Auf alten Gleisen in die Zukunft
Der von Staus und Verspätungen geprägte Verkehr in NRW soll wieder flüssiger laufen, Autofahrer sollen auf die Bahn umsteigen. Das Projekt dazu: Der Rhein-Ruhr-Express, kurz RRX. Die neue Schnellbahn wird 2,6 Milliarden Euro teuer werden. Doch erfüllt sie die Erwartungen wirklich? Der Plan ist in Teilen eine Mogelpackung.
Die Politik in Nordrhein-Westfalen feiert ihren RRX-Plan als „Jahrhundertprojekt“ und „Quantensprung“. Die neue Regionalschnellbahn Rhein-Ruhr-Express zwischen Dortmund und Köln soll im größten Ballungsraum der Republik, dem deutschen Stauland Nr.1, die Verkehrsprobleme der Zukunft lösen. Das wird 2,6 Milliarden Euro kosten, zum großen Teil bezahlt vom Bund.

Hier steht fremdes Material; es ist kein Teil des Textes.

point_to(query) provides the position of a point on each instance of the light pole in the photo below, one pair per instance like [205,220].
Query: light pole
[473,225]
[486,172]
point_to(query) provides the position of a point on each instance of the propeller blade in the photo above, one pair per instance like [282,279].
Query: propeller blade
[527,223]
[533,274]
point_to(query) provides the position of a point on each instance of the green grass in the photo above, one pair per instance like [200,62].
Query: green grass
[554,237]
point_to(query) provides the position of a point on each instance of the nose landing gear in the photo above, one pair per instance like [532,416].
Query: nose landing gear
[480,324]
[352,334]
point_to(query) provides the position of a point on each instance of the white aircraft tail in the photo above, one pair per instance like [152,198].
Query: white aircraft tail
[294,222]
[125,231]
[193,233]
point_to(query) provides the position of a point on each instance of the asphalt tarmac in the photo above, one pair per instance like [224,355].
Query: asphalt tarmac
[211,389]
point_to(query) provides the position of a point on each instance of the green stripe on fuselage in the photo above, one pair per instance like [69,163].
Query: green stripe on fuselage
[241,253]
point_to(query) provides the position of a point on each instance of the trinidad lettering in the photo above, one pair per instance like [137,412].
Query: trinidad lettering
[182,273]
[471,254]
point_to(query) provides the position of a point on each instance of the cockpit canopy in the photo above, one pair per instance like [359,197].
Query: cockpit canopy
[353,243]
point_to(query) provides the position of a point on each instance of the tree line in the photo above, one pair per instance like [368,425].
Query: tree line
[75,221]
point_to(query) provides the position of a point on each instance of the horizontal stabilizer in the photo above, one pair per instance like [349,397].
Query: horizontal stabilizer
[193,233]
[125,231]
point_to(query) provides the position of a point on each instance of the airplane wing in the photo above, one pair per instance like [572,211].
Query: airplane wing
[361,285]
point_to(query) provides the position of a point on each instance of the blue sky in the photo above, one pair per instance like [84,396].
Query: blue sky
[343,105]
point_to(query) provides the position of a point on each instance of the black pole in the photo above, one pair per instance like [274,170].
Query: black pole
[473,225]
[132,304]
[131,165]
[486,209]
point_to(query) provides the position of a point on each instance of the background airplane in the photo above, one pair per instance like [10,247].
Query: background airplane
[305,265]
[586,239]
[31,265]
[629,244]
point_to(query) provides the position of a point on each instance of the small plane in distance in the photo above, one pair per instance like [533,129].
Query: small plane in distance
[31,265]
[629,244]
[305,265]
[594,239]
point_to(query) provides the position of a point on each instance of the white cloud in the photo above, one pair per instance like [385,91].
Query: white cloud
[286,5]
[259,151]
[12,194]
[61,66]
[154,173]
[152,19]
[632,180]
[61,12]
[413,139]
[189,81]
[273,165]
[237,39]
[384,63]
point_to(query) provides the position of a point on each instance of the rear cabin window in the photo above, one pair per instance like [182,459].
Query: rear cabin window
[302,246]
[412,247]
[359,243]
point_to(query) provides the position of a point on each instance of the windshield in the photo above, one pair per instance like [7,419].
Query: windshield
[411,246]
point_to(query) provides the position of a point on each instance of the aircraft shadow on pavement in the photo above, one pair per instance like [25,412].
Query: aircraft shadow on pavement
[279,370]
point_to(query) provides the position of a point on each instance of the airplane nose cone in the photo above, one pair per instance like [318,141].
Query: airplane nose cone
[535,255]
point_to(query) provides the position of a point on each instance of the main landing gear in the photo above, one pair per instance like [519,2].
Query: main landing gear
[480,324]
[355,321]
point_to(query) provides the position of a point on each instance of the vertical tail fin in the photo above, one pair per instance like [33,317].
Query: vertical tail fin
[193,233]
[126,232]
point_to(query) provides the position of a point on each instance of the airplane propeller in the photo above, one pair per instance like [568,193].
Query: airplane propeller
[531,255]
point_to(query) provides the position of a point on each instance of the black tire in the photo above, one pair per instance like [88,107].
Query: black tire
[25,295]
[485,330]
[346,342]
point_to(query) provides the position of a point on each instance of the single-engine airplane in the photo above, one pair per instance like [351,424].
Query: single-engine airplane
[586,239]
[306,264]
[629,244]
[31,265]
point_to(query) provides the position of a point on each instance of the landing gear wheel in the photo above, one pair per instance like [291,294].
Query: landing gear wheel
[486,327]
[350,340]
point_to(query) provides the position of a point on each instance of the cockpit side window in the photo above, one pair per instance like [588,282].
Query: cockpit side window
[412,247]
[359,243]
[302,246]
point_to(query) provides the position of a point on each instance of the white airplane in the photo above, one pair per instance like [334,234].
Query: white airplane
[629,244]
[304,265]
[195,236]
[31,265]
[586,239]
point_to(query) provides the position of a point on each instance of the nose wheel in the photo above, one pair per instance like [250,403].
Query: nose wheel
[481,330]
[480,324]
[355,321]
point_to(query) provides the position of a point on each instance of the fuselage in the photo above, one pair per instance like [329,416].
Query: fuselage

82 neue und 160 Stundenkilometer schnelle Doppelstock-Triebwagen mit mehr Sitzplätzen, als sie die heutigen Regionalzüge aufweisen, sollen das in einem 15-Minuten-Takt möglich machen. Das bedeutet: Vier statt heute drei Regionalverbindungen pro Stunde soll es auf der Kernstrecke dann geben. Um das Jahr 2030 herum soll es soweit sein.
Doch es gibt Zweifel, dass der RRX die Erwartungen erfüllen kann. Was Politiker und Bahn-Manager gerne verschweigen: Auch künftig werden Fern- und Regionalzüge zwischen Duisburg und Dortmund über die vier schon heute vorhandenen und gemeinsam genutzten Gleise fahren. Nur zwischen Köln und Duisburg gibt es einen sechsgleisigen Ausbau — und damit eigene Schienen für den neuen Zug. So bleibt der Flaschenhals Ruhrgebiet bestehen. „Mit dem Mischverkehr werden wir leben müssen“, sagt der Chef des federführenden Verkehrsverbundes Rhein-Ruhr (VRR), Martin Husmann.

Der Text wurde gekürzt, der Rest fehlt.